Metabolic syndrome has been reported to have adverse effects on cognitive function, although the results are conflicting. The purpose of this study was to examine the relationship between metabolic syndrome and cognitive function in elderly Korean participants older than 60 years.

METHODS:

We examined elderly participants who visited the health promotion center in Gyeonggi-do province. We categorized the participants into two groups based on the presence of metabolic syndrome (48 participants in the metabolic syndrome group and 45 in the control group). Cognitive function was assessed in all participants using the Korean version of the Consortium to Establish a Registry for Alzheimer's Disease (CERAD-K).

RESULTS:

Compared with those without metabolic syndrome, participants with metabolic syndrome had lower mean total CERAD-K scores (64.2 ± 11.1 vs. 69.8 ± 9.2, P = 0.010).

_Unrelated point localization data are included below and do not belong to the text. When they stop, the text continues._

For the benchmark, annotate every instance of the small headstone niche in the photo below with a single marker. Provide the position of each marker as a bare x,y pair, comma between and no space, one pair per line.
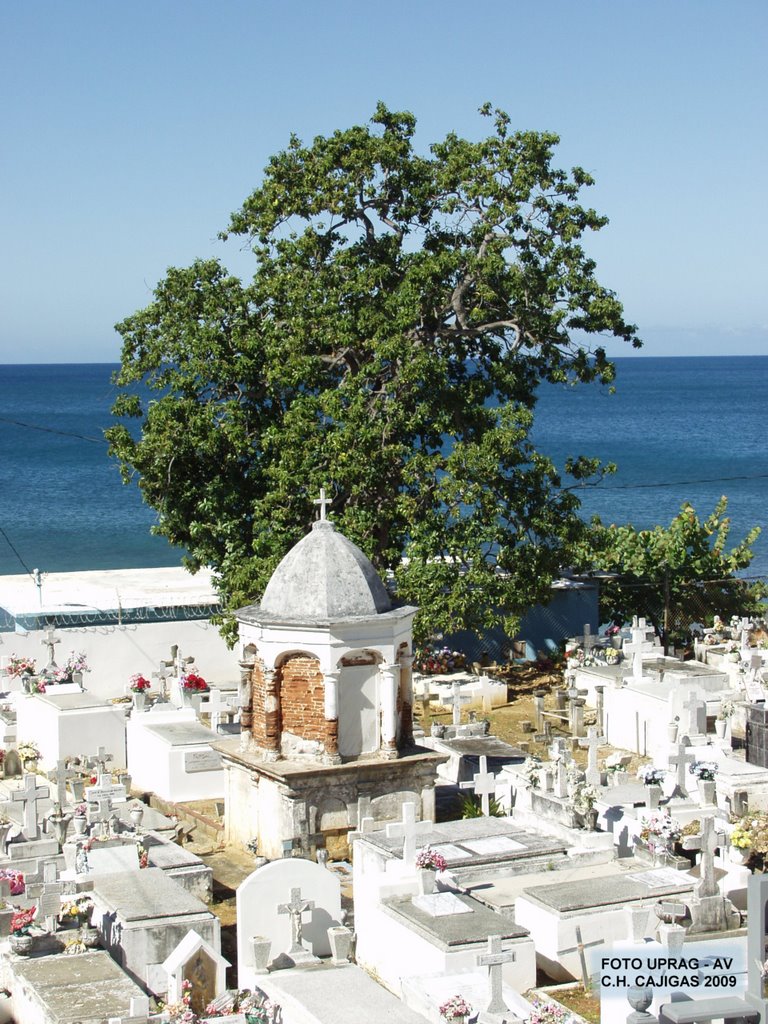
757,734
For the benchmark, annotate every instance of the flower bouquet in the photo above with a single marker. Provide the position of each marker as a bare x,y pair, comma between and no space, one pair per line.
429,858
20,666
649,775
194,683
704,770
439,663
455,1009
658,832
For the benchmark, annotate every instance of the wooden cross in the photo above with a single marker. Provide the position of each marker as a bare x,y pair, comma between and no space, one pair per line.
707,843
296,907
323,502
593,740
483,784
681,760
60,775
50,640
29,795
47,895
408,829
580,948
494,960
457,699
215,706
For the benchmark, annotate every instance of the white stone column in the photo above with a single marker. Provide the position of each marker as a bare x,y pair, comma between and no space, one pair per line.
390,679
407,696
331,695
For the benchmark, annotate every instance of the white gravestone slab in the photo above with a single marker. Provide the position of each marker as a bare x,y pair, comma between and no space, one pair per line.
267,888
660,879
441,904
202,761
113,859
451,852
494,844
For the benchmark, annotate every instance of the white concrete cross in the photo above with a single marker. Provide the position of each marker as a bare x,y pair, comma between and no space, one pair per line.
295,908
681,760
323,502
693,708
408,829
29,795
593,740
494,961
457,698
50,640
707,843
580,947
484,785
60,775
215,706
99,758
636,648
47,895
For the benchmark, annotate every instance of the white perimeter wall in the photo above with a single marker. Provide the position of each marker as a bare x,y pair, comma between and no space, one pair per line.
116,652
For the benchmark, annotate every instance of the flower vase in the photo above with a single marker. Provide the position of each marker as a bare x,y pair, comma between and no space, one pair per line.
707,792
59,823
425,878
22,944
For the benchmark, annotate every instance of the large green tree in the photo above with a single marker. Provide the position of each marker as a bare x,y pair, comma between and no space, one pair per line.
402,311
673,576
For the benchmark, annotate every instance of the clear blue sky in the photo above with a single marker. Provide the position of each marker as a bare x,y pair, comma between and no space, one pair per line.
130,131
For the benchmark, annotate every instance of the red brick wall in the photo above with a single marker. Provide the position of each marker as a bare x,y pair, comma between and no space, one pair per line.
302,698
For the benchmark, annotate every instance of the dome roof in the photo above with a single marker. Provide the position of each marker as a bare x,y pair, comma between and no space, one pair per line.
325,577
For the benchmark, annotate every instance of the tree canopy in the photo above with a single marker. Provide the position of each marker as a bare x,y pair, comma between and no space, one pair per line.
674,576
402,311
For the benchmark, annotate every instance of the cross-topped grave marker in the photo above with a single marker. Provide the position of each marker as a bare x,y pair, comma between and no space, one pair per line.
494,961
47,895
457,698
50,640
484,785
681,760
60,775
593,740
295,908
408,829
580,948
323,502
215,706
29,796
707,843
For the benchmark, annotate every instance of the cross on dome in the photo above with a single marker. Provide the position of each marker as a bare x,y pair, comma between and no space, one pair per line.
323,502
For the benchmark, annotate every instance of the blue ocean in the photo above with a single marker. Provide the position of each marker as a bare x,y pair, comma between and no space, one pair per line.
679,429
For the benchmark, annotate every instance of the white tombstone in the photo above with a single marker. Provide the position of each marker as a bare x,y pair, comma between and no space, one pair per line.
195,958
259,897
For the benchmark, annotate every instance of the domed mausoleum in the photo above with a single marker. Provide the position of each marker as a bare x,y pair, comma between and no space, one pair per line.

In the comparison of CERAD-K items, significantly lower scores were observed in the verbal fluency test, the construction recall test, the word list learning test, and trail making B in the group with metabolic syndrome. After controlling age, sex, education, smoking, alcohol, physical activity and the Korean version of the Short Geriatric Depression Scale of Korean, multiple regression analysis showed that metabolic syndrome was independently associated with cognitive function (P = 0.014). Alcohol intake (P = 0.002) and education years (P = 0.001) were also contributing factors to cognitive function.

CONCLUSION:

This study found a significant relationship between cognitive function and metabolic syndrome. It will be necessary to perform a prospective study to determine whether metabolic syndrome causes cognitive dysfunction or if the correction of metabolic syndrome can improve cognitive function.